CredentialStore._write chmods to 0o600 after each save (chimera/auth/store.py:62); auth.json is a plain JSON file written by AuthManager.set_token() (chimera/auth/manager.py:154).

Proxy mode for teams

For an org-wide gateway sitting in front of Anthropic-shaped providers:

export ANTHROPIC_BASE_URL=http://proxy.internal:8000
export ANTHROPIC_AUTH_TOKEN=team-issued-jwt
chimera mink --model claude-sonnet-4 -p "..."

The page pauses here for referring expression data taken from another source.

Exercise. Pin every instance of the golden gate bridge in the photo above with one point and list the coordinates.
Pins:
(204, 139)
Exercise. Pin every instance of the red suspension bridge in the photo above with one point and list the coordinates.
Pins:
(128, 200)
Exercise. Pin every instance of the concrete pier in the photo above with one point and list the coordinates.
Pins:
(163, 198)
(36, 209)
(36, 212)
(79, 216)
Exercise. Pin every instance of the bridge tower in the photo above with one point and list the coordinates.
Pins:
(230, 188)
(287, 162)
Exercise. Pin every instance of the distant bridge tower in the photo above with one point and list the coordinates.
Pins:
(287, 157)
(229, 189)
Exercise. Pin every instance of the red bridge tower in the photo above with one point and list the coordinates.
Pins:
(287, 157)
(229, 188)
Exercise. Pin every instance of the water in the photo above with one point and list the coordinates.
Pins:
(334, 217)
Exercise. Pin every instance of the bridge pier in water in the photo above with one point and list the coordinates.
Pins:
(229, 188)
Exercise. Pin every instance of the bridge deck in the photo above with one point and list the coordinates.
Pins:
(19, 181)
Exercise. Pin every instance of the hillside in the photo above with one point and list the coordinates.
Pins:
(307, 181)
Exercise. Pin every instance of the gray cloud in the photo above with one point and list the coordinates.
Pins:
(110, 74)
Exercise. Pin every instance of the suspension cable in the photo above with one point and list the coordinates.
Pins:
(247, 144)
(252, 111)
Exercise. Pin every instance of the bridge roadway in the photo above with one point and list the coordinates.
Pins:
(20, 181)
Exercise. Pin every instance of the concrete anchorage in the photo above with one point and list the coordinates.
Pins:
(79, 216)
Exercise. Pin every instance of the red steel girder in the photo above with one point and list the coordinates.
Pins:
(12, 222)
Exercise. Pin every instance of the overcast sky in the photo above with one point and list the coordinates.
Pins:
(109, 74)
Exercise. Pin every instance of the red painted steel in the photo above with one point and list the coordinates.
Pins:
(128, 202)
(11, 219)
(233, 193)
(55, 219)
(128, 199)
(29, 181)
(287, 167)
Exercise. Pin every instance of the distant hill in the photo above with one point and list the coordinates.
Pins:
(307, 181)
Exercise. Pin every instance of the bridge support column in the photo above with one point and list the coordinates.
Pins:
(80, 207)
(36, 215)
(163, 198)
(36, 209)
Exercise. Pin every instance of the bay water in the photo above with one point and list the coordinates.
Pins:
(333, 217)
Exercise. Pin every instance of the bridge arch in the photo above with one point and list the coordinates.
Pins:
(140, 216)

AnthropicProvider honors both env vars (chimera/providers/anthropic.py:53,58); the proxy can be a thin pass- through, a key-rotating relay, or a budget-enforcing gatekeeper. The dedicated proxy provider (above) is the alternative when your gateway speaks its own JSON shape rather than the Anthropic wire protocol.

Troubleshooting

Symptom	Likely cause / fix
`401` / `403`	Wrong key, wrong env var. Check `AuthManager.status()` or `printenv
`ImportError: pip install chimera-run[...]`	Provider’s optional extra is missing. `uv sync --extra anthropic` (or `openai`, `google`).
`Cannot infer provider from model name '...'`	Pass `provider_type=...` explicitly, or use a known prefix; see `_infer_provider()` for the list.
Streaming hangs / first call is slow	Cloud cold start. Ollama Cloud needs `keep_alive: 60m` (mink sets this). Anthropic / OpenAI typically warm in <2s.
`tool_calls` always empty on Ollama	You hit `/v1/chat/completions` instead of `/api/chat`. Set `OLLAMA_HOST` to the daemon root, not `.../v1`.
`temperature must be 1 with thinking`	Anthropic extended thinking forces `temperature=1` (see `anthropic.py:125`). Drop your custom temperature.
Ollama Kimi rejects `tool_choice: "required"`	Adapter silently drops it when `think:true` is also set (`ollama.py:103`); use `auto`/`none`.
Gemini complains about `$ref` / `oneOf`	The adapter strips them (`google.py:132`); if you see it pass through, check you’re hitting the right adapter.